Little wonders of C++ (7)

C++ is transforming into a better language, that is even more powerful than before and much easier and robust to write.

Already six posts have been made, what could possible still be there? This issue will contain exciting known and probably unknown (or at least less used) features of the STL. The STL itself is already a C++ wonder. After all it contains very well performing code that is as flexible as it could be.

With the recent updates to the C++ language, most notably the C++11 version, we got additional functionality and performance boosts. Our programs have become more reliable and faster, due to the use of move constructors, shared pointers and iterators. Also the C++14 release brings even more features. With the upcoming versions we expect another set of highlights such as an improved standardized IO API.

This time we will exclusively focus on STL features. We discuss regular expressions, formatting with the STL, improved time options, as well as complex and rational numbers.

STL

The STL itself is quite remarkable. C++ was slowly gaining momentum, when the STL was released. This was kind of a killer argument for using C++. It is also a good point in favor of standard libraries in general, since such libraries not only give functionality, but also express a standard style and usage for a language.
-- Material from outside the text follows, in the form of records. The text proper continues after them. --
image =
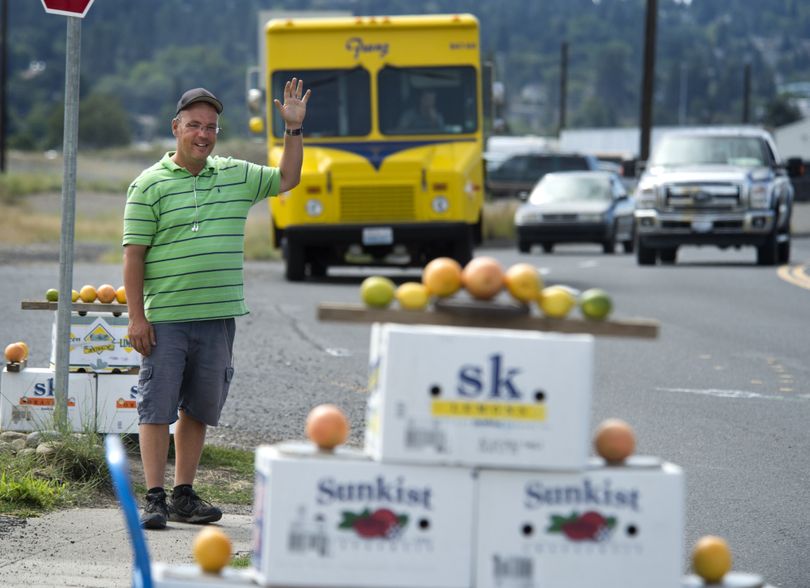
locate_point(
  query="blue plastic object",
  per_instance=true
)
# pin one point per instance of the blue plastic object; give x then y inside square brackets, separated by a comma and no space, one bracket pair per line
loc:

Following a standardized way of writing code is always a good thing. It encourages exchange between programmers and makes communication easier. A standard library proposes a standard way. It tells authors how naming should look like and how APIs could be used.

The STL contains exclusively data structures. It offers a lot of typedefs to simplify usage. Why should we always use basic_string<char> if this is the solution we (nearly) always want to use? Therefore having a direct string offering is useful. On the other side it is really advantageous to be flexible and have a template instead of a fixed version. For all we know real characters are not fixed 8-bit, but up to 32-bit. If we want to use a certain encoding we better have a special kind of string variant. The STL does already offer this variant, by offering us a templated container. Why shouldn't we write our own string variant? Performance is key here, and creating a string type that matches the speed of the one offered by the STL is hard. One optimization is the stack placement of the contained data, if the string is shorter than a certain number of characters.

There are many reasons why we want to use STL types. Are there reasons to avoid the STL variants? The only one I can think of (besides requiring a special API / structure or very special needs) is cross-compiler. Some compilers (on some platforms) may be delivered with a different STL - at least feature-wise. An example would be the Intel Compiler. It (still) does not offer a shared_ptr<T> type, even though the STL of C++11 standardizes it. However, even in such cases I would not exclude the STL variant.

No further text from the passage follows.